Simón Bolívar recusou explicitamente, em várias ocasiões, a ideia de ser coroado rei — Foto: GETTY IMAGES
Em dezembro de 1829, o Libertador deixou muito claro que ninguém poderia contar com ele para aquele projeto de monarquia.
“Em relação ao ato do Conselho Ministerial sobre a fundação de uma monarquia, cujo trono (qualquer que fosse sua denominação) deveria ser ocupado por S. Exª o Libertador-Presidente e, por ele próprio, sustentar a todo custo sua base em benefício do sucessor, S. Exª acreditou ser seu dever reprová-lo; pois sua própria consagração à causa pública seria infrutífera, já que, manchada sua reputação por um ato contraditório à sua carreira e aos seus princípios, ele trilharia o conhecido caminho dos monarcas”, segundo uma carta enviada pelo secretário de Bolívar, José Domingo Espinar (1791-1865), ao ministro Estanislao Vergara (1790-1855).
“Convenha ou não à Colômbia a criação de um trono, o Libertador não deve ocupá-lo; mais do que isso, ele não deve cooperar com a sua edificação, nem acreditar, ele próprio, na insuficiência da atual forma de governo”, acrescenta a carta.

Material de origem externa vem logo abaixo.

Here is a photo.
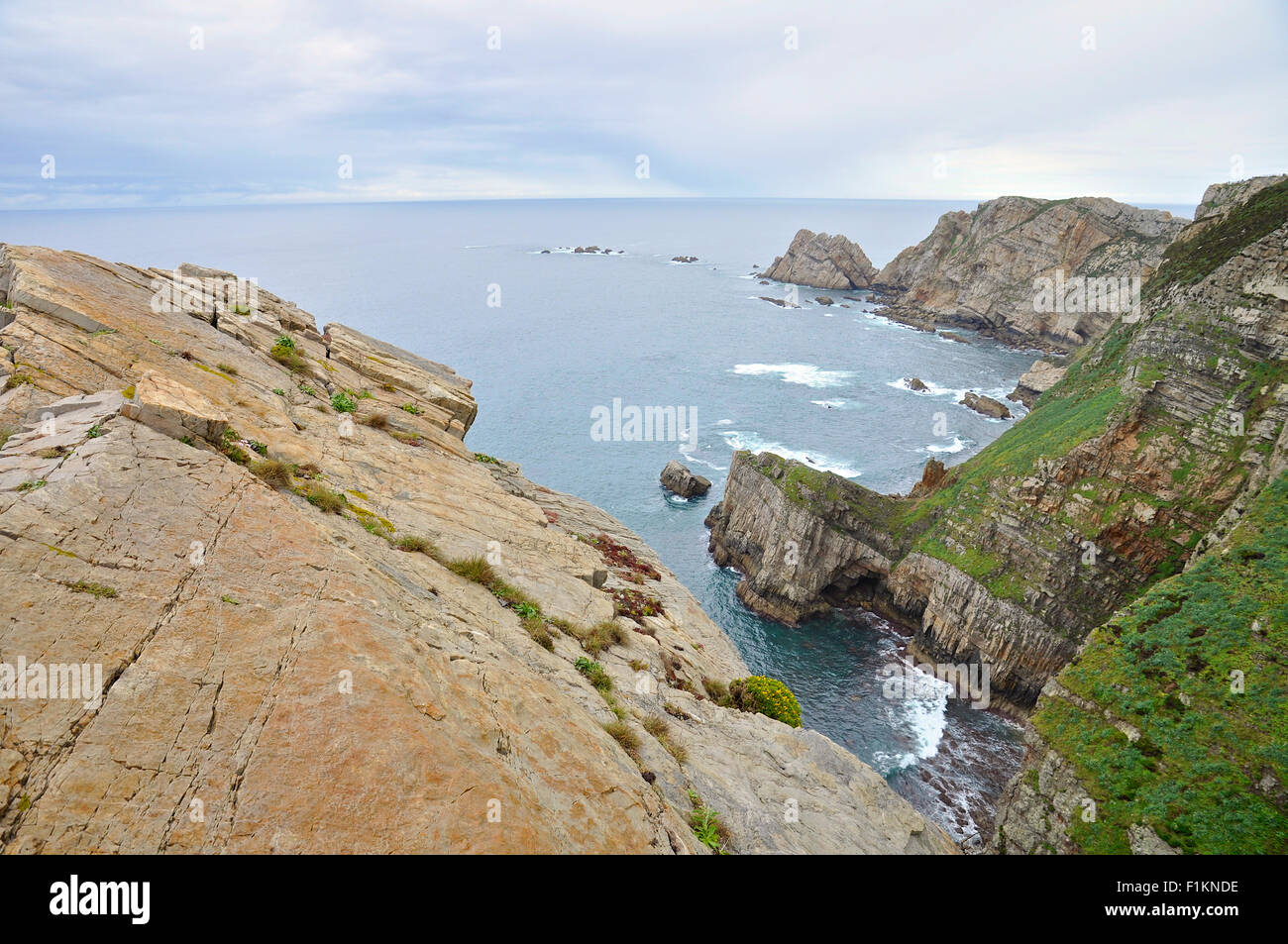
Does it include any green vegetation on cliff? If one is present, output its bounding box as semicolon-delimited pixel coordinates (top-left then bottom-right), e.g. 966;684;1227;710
1033;473;1288;854
1145;180;1288;295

Apesar desta e de outras negativas explícitas e escritas anteriores, existem historiadores que acreditam que Bolívar aspirava a ser um monarca, enquanto outros consideram que sua posição sobre a questão era ambígua.
“Se alguma responsabilidade pode ser imputada a Bolívar é a de que, conhecendo o projeto de monarquia, ele não se apressou a reprová-lo, mantendo um silêncio com efeitos devastadores para a unidade nacional”, segundo Uribe Vargas.
“Não só o Conselho de Ministros renunciou, reconhecendo seu erro, mas a opinião unânime dos historiadores considera esta conduta um dos fatores que mais contribuíram para a dissolução da Grã-Colômbia”, conclui o historiador.
Naquela época, Bolívar estava muito preocupado com o destino da Grã-Colômbia, ao ponto de considerar ideias extremas, como solicitar um protetorado externo, para evitar sua dissolução.
Em uma carta enviada de Quito (no Equador), em abril de 1829, para o ministro de Relações Exteriores, Espinar destacou que “o quadro tão espantoso oferecido pelos novos Estados americanos faz prever um futuro muito grave e a causa da independência se vê ameaçada pelas mesmas pessoas que deveriam sustentá-la”.
Ele acrescenta: “não resta outro recurso (na opinião de S. Exª) a não ser que você fale privadamente com os ministros dos Estados Unidos e da Inglaterra, manifestando a pouca esperança existente de consolidar os novos governos americanos e a iminência de que eles sejam reciprocamente substituídos, se um Estado poderoso não intervier em suas diferenças ou tomar a América sob sua proteção”.
Uribe Vargas afirma que esta “súbita mudança de conduta” de Bolívar é atribuída à doença que o afligia e “à angústia do Libertador ante o espetáculo de algumas facções políticas, cujas disputas colocavam em perigo a sorte da campanha de emancipação”.
O escritor e ex-diplomata também destaca que, a partir desta iniciativa do protetorado, o Conselho de Ministros imaginou que o Libertador pudesse assumir uma posição mais favorável à ideia da monarquia.
Mas, apesar disso, Bolívar rejeitou a possibilidade de ser coroado em diversas ocasiões.
Uma das mais célebres ocorreu em 1826, quando o general José Antonio Páez (1790-1873) enviou uma carta comparando a situação da Grã-Colômbia com a vivida pela França, quando Napoleão foi chamado para salvar a nação – e apelava ao Libertador para que fizesse o mesmo.
Em sua resposta, Bolívar foi taxativo: “não sou Napoleão, nem quero ser; também não quero imitar César, muito menos Iturbide [imperador do México entre 1822 e 1823]. Estes exemplos me parecem indignos da minha glória. O título de Libertador é superior todos os que já recebeu o orgulho humano. Por isso, é impossível degradá-lo.”
“Um trono assustaria tanto pelo seu brilho, quanto pela sua altura. Este projeto não é conveniente para você, nem para mim, nem para o país”, concluiu Bolívar.